Does he have a website? Email?


----------



## targetsmom (Oct 24, 2011)

Found this on my refrigerator and not sure how old it is: phone 480-948-8560.


----------



## Carolyn R (Oct 24, 2011)

This is an old topic from 2007, but I believe this is his website

Victor Website

I believe you usually have to order and wait for them to be made, if he still does them.


----------



## valshingle (Oct 24, 2011)

I bought 3 from him just before Nationals. While you can see options on his website, you need to call him to place the order. Surprisingly, I found his direct order prices much cheaper than the new Victors I saw selling at R Nationals. His number on the website is correct.


----------



## PonyKnit (Oct 24, 2011)

Thanks! Anyone have pics of their Victors show halters?


----------



## mydaddysjag (Oct 25, 2011)

Here is a picture from my last year in 4h of my old yearling gelding in a Victor halter







I sold it on the sale board about two years ago, at the time I didnt have a horse it matched. I sold the halter, lead, chain, and conchos for $150. WISH I knew people were selling used ones for that much, lol.


----------



## Minimor (Oct 25, 2011)

Last time I bought halters from Victor he was charging around $125 each.

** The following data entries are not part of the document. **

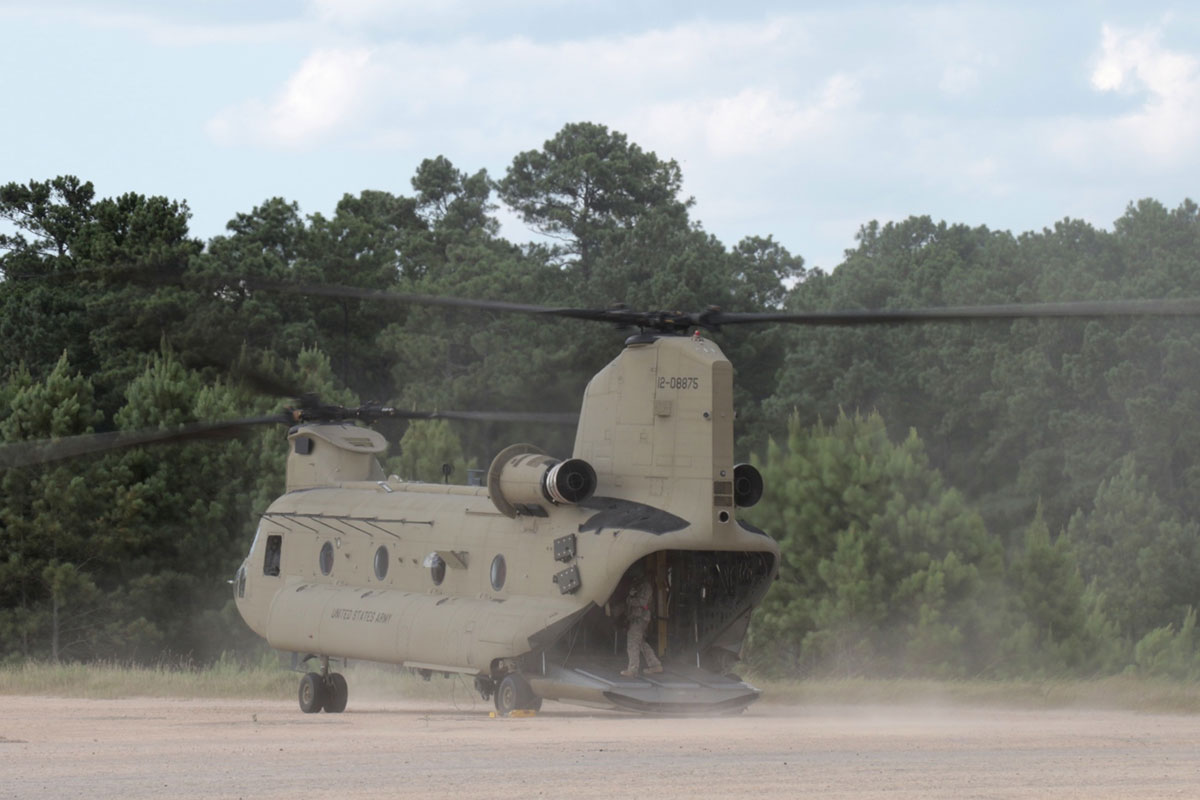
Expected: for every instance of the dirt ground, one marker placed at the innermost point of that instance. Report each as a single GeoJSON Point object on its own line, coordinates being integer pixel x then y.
{"type": "Point", "coordinates": [54, 747]}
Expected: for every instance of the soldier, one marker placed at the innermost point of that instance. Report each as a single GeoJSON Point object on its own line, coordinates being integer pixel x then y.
{"type": "Point", "coordinates": [637, 615]}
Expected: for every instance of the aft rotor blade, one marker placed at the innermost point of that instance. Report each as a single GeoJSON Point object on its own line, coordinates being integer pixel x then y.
{"type": "Point", "coordinates": [27, 453]}
{"type": "Point", "coordinates": [1093, 310]}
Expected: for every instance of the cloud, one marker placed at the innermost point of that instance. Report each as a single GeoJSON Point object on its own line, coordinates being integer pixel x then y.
{"type": "Point", "coordinates": [757, 121]}
{"type": "Point", "coordinates": [1137, 64]}
{"type": "Point", "coordinates": [408, 85]}
{"type": "Point", "coordinates": [324, 96]}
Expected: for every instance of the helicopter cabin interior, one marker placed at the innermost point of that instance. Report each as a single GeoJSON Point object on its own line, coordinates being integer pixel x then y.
{"type": "Point", "coordinates": [700, 612]}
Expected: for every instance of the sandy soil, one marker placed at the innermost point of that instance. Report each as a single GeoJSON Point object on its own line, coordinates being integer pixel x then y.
{"type": "Point", "coordinates": [54, 747]}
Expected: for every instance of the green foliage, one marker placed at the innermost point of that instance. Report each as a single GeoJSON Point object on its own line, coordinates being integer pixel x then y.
{"type": "Point", "coordinates": [426, 447]}
{"type": "Point", "coordinates": [1170, 653]}
{"type": "Point", "coordinates": [1139, 551]}
{"type": "Point", "coordinates": [885, 570]}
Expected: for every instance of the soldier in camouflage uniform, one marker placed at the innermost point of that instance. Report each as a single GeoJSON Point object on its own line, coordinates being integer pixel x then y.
{"type": "Point", "coordinates": [637, 615]}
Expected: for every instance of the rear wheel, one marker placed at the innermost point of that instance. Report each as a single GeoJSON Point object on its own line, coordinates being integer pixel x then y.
{"type": "Point", "coordinates": [312, 693]}
{"type": "Point", "coordinates": [514, 695]}
{"type": "Point", "coordinates": [337, 692]}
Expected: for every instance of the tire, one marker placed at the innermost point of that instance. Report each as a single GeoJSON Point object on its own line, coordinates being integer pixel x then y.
{"type": "Point", "coordinates": [337, 692]}
{"type": "Point", "coordinates": [312, 693]}
{"type": "Point", "coordinates": [514, 695]}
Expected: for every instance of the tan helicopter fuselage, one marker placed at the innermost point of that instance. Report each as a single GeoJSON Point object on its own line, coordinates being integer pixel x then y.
{"type": "Point", "coordinates": [490, 579]}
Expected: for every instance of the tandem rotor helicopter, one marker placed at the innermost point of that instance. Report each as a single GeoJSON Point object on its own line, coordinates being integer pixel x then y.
{"type": "Point", "coordinates": [511, 583]}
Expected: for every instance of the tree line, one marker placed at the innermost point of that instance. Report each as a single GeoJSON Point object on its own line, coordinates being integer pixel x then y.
{"type": "Point", "coordinates": [972, 499]}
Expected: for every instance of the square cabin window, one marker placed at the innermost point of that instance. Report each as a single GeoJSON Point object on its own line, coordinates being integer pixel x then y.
{"type": "Point", "coordinates": [271, 558]}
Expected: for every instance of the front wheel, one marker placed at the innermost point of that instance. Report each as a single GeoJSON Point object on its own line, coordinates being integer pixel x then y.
{"type": "Point", "coordinates": [312, 693]}
{"type": "Point", "coordinates": [514, 695]}
{"type": "Point", "coordinates": [337, 692]}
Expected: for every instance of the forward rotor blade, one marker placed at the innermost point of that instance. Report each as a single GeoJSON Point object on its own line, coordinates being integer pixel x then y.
{"type": "Point", "coordinates": [714, 318]}
{"type": "Point", "coordinates": [27, 453]}
{"type": "Point", "coordinates": [373, 413]}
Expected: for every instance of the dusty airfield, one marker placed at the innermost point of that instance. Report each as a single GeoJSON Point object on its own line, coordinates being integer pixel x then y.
{"type": "Point", "coordinates": [54, 747]}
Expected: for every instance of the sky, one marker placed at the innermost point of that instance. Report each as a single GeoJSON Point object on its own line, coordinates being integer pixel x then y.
{"type": "Point", "coordinates": [797, 120]}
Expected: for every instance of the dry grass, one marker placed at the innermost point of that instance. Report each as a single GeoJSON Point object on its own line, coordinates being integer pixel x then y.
{"type": "Point", "coordinates": [268, 680]}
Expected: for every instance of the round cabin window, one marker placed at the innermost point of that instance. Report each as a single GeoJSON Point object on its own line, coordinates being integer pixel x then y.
{"type": "Point", "coordinates": [499, 571]}
{"type": "Point", "coordinates": [382, 563]}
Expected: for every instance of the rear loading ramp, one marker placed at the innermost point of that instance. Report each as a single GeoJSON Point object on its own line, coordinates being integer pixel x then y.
{"type": "Point", "coordinates": [677, 690]}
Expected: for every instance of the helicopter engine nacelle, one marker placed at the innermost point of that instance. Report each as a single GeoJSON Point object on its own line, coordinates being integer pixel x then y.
{"type": "Point", "coordinates": [747, 485]}
{"type": "Point", "coordinates": [522, 480]}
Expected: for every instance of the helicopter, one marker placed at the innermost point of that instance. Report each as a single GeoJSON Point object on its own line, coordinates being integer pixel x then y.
{"type": "Point", "coordinates": [514, 583]}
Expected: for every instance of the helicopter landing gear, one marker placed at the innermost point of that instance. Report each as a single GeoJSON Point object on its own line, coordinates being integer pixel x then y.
{"type": "Point", "coordinates": [327, 691]}
{"type": "Point", "coordinates": [514, 695]}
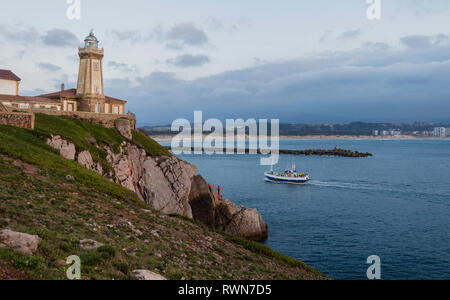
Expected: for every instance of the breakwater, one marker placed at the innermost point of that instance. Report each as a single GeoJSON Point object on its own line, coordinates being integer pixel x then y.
{"type": "Point", "coordinates": [309, 152]}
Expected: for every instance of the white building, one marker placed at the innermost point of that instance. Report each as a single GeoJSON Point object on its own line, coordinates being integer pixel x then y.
{"type": "Point", "coordinates": [439, 132]}
{"type": "Point", "coordinates": [9, 83]}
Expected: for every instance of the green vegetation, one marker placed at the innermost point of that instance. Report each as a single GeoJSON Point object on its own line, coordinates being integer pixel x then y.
{"type": "Point", "coordinates": [151, 146]}
{"type": "Point", "coordinates": [30, 147]}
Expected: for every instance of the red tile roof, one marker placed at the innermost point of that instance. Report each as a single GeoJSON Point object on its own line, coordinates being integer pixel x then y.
{"type": "Point", "coordinates": [72, 93]}
{"type": "Point", "coordinates": [24, 99]}
{"type": "Point", "coordinates": [114, 99]}
{"type": "Point", "coordinates": [7, 74]}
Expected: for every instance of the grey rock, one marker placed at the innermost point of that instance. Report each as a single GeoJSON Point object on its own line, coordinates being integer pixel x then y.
{"type": "Point", "coordinates": [90, 244]}
{"type": "Point", "coordinates": [124, 127]}
{"type": "Point", "coordinates": [147, 275]}
{"type": "Point", "coordinates": [66, 149]}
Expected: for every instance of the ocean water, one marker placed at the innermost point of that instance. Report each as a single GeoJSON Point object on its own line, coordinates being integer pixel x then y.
{"type": "Point", "coordinates": [395, 205]}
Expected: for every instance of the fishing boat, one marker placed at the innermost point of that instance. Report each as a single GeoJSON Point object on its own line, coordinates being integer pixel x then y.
{"type": "Point", "coordinates": [288, 176]}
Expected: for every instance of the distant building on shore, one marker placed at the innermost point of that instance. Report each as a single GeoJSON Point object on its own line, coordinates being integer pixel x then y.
{"type": "Point", "coordinates": [440, 132]}
{"type": "Point", "coordinates": [390, 132]}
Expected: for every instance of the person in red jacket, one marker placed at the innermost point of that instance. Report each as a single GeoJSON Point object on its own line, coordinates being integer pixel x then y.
{"type": "Point", "coordinates": [219, 190]}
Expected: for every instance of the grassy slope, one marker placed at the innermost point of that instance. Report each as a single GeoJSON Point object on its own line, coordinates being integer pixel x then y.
{"type": "Point", "coordinates": [37, 198]}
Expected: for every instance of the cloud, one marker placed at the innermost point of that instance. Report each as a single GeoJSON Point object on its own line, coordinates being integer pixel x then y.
{"type": "Point", "coordinates": [60, 38]}
{"type": "Point", "coordinates": [187, 34]}
{"type": "Point", "coordinates": [423, 41]}
{"type": "Point", "coordinates": [174, 46]}
{"type": "Point", "coordinates": [350, 34]}
{"type": "Point", "coordinates": [19, 34]}
{"type": "Point", "coordinates": [375, 82]}
{"type": "Point", "coordinates": [48, 67]}
{"type": "Point", "coordinates": [187, 60]}
{"type": "Point", "coordinates": [121, 66]}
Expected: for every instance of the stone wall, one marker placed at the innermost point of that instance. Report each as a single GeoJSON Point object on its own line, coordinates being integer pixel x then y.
{"type": "Point", "coordinates": [106, 120]}
{"type": "Point", "coordinates": [22, 120]}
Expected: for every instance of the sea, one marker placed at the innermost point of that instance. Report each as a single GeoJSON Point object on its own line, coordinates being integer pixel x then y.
{"type": "Point", "coordinates": [395, 205]}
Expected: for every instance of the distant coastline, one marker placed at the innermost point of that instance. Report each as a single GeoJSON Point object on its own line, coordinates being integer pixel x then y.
{"type": "Point", "coordinates": [167, 138]}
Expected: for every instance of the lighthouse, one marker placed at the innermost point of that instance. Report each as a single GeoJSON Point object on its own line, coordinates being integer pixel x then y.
{"type": "Point", "coordinates": [90, 88]}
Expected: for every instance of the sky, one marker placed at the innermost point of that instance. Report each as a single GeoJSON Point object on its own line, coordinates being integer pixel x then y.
{"type": "Point", "coordinates": [320, 61]}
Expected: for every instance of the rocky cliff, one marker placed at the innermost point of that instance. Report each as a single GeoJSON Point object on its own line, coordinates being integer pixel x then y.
{"type": "Point", "coordinates": [167, 184]}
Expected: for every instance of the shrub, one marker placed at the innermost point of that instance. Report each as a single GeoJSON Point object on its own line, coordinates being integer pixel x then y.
{"type": "Point", "coordinates": [122, 267]}
{"type": "Point", "coordinates": [90, 259]}
{"type": "Point", "coordinates": [107, 252]}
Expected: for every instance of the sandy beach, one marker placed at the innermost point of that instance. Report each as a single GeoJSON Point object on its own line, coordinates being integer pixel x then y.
{"type": "Point", "coordinates": [168, 138]}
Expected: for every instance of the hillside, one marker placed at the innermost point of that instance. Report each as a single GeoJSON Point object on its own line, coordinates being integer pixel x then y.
{"type": "Point", "coordinates": [62, 202]}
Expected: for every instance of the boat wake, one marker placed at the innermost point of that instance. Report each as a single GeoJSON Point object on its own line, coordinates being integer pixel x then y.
{"type": "Point", "coordinates": [345, 185]}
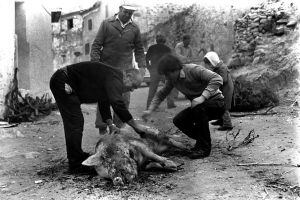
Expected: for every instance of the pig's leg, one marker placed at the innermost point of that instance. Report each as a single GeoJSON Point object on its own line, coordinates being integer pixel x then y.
{"type": "Point", "coordinates": [149, 155]}
{"type": "Point", "coordinates": [176, 144]}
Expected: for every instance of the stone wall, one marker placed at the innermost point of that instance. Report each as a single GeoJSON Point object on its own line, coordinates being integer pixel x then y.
{"type": "Point", "coordinates": [7, 18]}
{"type": "Point", "coordinates": [265, 63]}
{"type": "Point", "coordinates": [254, 30]}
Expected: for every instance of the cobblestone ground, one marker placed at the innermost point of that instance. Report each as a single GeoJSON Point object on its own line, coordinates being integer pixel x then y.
{"type": "Point", "coordinates": [33, 160]}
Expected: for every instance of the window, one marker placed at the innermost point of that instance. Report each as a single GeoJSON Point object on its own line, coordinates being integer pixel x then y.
{"type": "Point", "coordinates": [90, 24]}
{"type": "Point", "coordinates": [55, 16]}
{"type": "Point", "coordinates": [70, 23]}
{"type": "Point", "coordinates": [87, 48]}
{"type": "Point", "coordinates": [106, 11]}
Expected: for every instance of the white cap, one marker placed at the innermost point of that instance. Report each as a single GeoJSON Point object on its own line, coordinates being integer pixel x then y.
{"type": "Point", "coordinates": [129, 7]}
{"type": "Point", "coordinates": [213, 58]}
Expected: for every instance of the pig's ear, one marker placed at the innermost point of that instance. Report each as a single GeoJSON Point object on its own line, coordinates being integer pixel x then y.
{"type": "Point", "coordinates": [93, 160]}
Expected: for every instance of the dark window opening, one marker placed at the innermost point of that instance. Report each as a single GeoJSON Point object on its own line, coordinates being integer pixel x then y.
{"type": "Point", "coordinates": [70, 23]}
{"type": "Point", "coordinates": [77, 53]}
{"type": "Point", "coordinates": [90, 24]}
{"type": "Point", "coordinates": [55, 16]}
{"type": "Point", "coordinates": [87, 48]}
{"type": "Point", "coordinates": [106, 11]}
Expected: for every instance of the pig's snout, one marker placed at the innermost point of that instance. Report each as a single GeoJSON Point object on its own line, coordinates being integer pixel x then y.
{"type": "Point", "coordinates": [118, 181]}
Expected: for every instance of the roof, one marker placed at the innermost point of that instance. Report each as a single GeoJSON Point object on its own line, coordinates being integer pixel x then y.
{"type": "Point", "coordinates": [82, 12]}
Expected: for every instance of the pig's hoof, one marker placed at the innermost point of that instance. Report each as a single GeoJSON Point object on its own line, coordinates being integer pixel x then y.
{"type": "Point", "coordinates": [170, 165]}
{"type": "Point", "coordinates": [118, 181]}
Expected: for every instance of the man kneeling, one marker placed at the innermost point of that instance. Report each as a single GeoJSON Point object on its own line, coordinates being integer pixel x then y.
{"type": "Point", "coordinates": [90, 82]}
{"type": "Point", "coordinates": [201, 87]}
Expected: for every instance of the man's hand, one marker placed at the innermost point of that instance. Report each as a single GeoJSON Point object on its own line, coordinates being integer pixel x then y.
{"type": "Point", "coordinates": [68, 89]}
{"type": "Point", "coordinates": [142, 71]}
{"type": "Point", "coordinates": [197, 101]}
{"type": "Point", "coordinates": [146, 115]}
{"type": "Point", "coordinates": [140, 130]}
{"type": "Point", "coordinates": [113, 129]}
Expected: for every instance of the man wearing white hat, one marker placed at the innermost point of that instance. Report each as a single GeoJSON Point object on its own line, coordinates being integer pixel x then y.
{"type": "Point", "coordinates": [117, 39]}
{"type": "Point", "coordinates": [212, 61]}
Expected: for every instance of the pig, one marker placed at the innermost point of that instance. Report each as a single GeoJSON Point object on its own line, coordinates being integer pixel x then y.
{"type": "Point", "coordinates": [119, 157]}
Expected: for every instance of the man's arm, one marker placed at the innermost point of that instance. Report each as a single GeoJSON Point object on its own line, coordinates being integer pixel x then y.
{"type": "Point", "coordinates": [183, 59]}
{"type": "Point", "coordinates": [161, 95]}
{"type": "Point", "coordinates": [104, 109]}
{"type": "Point", "coordinates": [139, 50]}
{"type": "Point", "coordinates": [97, 45]}
{"type": "Point", "coordinates": [148, 57]}
{"type": "Point", "coordinates": [223, 72]}
{"type": "Point", "coordinates": [213, 80]}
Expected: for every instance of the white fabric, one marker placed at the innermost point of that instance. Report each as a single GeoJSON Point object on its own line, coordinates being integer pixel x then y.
{"type": "Point", "coordinates": [213, 58]}
{"type": "Point", "coordinates": [129, 7]}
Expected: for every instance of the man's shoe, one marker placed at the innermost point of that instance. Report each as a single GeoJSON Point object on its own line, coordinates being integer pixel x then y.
{"type": "Point", "coordinates": [217, 123]}
{"type": "Point", "coordinates": [82, 170]}
{"type": "Point", "coordinates": [103, 131]}
{"type": "Point", "coordinates": [171, 106]}
{"type": "Point", "coordinates": [199, 154]}
{"type": "Point", "coordinates": [225, 128]}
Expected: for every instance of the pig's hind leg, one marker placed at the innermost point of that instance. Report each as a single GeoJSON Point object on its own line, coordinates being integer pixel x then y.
{"type": "Point", "coordinates": [150, 155]}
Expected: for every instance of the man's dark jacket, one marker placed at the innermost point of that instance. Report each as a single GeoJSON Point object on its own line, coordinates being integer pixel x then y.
{"type": "Point", "coordinates": [93, 82]}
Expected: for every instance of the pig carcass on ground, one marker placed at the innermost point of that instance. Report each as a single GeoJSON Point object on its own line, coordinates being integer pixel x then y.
{"type": "Point", "coordinates": [119, 157]}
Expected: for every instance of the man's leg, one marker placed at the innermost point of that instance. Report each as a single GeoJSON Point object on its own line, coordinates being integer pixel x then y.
{"type": "Point", "coordinates": [171, 98]}
{"type": "Point", "coordinates": [184, 122]}
{"type": "Point", "coordinates": [154, 81]}
{"type": "Point", "coordinates": [116, 120]}
{"type": "Point", "coordinates": [202, 114]}
{"type": "Point", "coordinates": [69, 107]}
{"type": "Point", "coordinates": [102, 126]}
{"type": "Point", "coordinates": [227, 125]}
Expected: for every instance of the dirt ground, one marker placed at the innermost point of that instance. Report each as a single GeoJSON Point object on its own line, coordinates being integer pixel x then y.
{"type": "Point", "coordinates": [33, 161]}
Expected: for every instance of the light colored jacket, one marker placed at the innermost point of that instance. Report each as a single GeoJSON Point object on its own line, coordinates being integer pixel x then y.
{"type": "Point", "coordinates": [115, 45]}
{"type": "Point", "coordinates": [220, 68]}
{"type": "Point", "coordinates": [194, 81]}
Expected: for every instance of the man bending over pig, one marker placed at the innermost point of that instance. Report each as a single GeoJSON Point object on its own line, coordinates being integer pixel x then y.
{"type": "Point", "coordinates": [90, 82]}
{"type": "Point", "coordinates": [201, 87]}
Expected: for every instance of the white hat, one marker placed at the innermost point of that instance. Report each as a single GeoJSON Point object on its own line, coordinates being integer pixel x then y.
{"type": "Point", "coordinates": [129, 7]}
{"type": "Point", "coordinates": [213, 58]}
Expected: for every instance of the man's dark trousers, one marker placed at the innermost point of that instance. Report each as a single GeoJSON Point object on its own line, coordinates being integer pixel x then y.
{"type": "Point", "coordinates": [69, 107]}
{"type": "Point", "coordinates": [194, 122]}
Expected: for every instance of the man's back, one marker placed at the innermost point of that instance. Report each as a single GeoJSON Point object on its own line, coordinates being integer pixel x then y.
{"type": "Point", "coordinates": [155, 52]}
{"type": "Point", "coordinates": [117, 44]}
{"type": "Point", "coordinates": [89, 79]}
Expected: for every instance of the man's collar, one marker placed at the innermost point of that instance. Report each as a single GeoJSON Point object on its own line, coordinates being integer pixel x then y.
{"type": "Point", "coordinates": [182, 74]}
{"type": "Point", "coordinates": [123, 25]}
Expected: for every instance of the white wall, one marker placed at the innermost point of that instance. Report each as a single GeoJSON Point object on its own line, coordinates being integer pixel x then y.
{"type": "Point", "coordinates": [7, 20]}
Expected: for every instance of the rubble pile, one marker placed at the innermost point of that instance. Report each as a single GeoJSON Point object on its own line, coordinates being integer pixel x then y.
{"type": "Point", "coordinates": [268, 20]}
{"type": "Point", "coordinates": [265, 59]}
{"type": "Point", "coordinates": [25, 108]}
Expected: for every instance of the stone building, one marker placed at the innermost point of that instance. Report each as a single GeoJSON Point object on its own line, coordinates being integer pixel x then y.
{"type": "Point", "coordinates": [25, 45]}
{"type": "Point", "coordinates": [34, 60]}
{"type": "Point", "coordinates": [75, 32]}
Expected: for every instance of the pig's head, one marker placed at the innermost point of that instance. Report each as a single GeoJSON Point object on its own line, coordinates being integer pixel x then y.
{"type": "Point", "coordinates": [113, 159]}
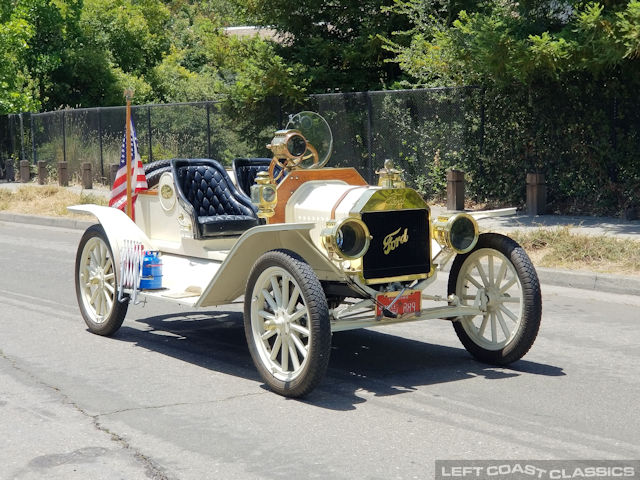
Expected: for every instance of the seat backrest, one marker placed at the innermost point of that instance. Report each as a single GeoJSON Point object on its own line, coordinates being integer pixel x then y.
{"type": "Point", "coordinates": [207, 187]}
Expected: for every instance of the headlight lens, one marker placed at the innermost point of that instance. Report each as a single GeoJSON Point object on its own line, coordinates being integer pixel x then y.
{"type": "Point", "coordinates": [463, 234]}
{"type": "Point", "coordinates": [296, 145]}
{"type": "Point", "coordinates": [458, 232]}
{"type": "Point", "coordinates": [349, 239]}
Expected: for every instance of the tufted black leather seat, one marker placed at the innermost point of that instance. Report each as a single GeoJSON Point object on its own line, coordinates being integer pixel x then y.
{"type": "Point", "coordinates": [246, 170]}
{"type": "Point", "coordinates": [216, 207]}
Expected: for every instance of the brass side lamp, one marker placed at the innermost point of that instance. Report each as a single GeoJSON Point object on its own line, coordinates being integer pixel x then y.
{"type": "Point", "coordinates": [264, 195]}
{"type": "Point", "coordinates": [390, 177]}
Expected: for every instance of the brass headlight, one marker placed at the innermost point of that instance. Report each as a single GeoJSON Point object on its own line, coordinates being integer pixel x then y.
{"type": "Point", "coordinates": [458, 232]}
{"type": "Point", "coordinates": [264, 195]}
{"type": "Point", "coordinates": [288, 145]}
{"type": "Point", "coordinates": [349, 239]}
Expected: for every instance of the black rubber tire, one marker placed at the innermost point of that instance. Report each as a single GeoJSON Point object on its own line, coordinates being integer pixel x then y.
{"type": "Point", "coordinates": [319, 346]}
{"type": "Point", "coordinates": [532, 301]}
{"type": "Point", "coordinates": [154, 177]}
{"type": "Point", "coordinates": [150, 167]}
{"type": "Point", "coordinates": [115, 318]}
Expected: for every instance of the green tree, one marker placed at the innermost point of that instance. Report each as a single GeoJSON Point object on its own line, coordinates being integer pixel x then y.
{"type": "Point", "coordinates": [337, 44]}
{"type": "Point", "coordinates": [15, 94]}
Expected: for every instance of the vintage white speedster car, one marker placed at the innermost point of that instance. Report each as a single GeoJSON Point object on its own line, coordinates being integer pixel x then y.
{"type": "Point", "coordinates": [313, 250]}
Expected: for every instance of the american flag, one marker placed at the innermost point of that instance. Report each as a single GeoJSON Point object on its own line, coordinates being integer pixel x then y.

I don't remember his concho prices but I've bought Showtime conchos for $25 and $35 and rolled leather leads for around $20 at Ozark, so the whole set new is only $170 or $180--not too much more than your used price of $150.


----------



## minihingstar (Feb 13, 2013)

Know this is an old thread, but bump it up 

Is by phone the only way to order a victor halter ? Would love to have on on my silver dapple on the summer shows.

But are not the best on talk english and if he has an accent I'm quite sure I would not know a word of what he said >___<

Have one here who sells some but think they are to small and she want $240 for one used :/


----------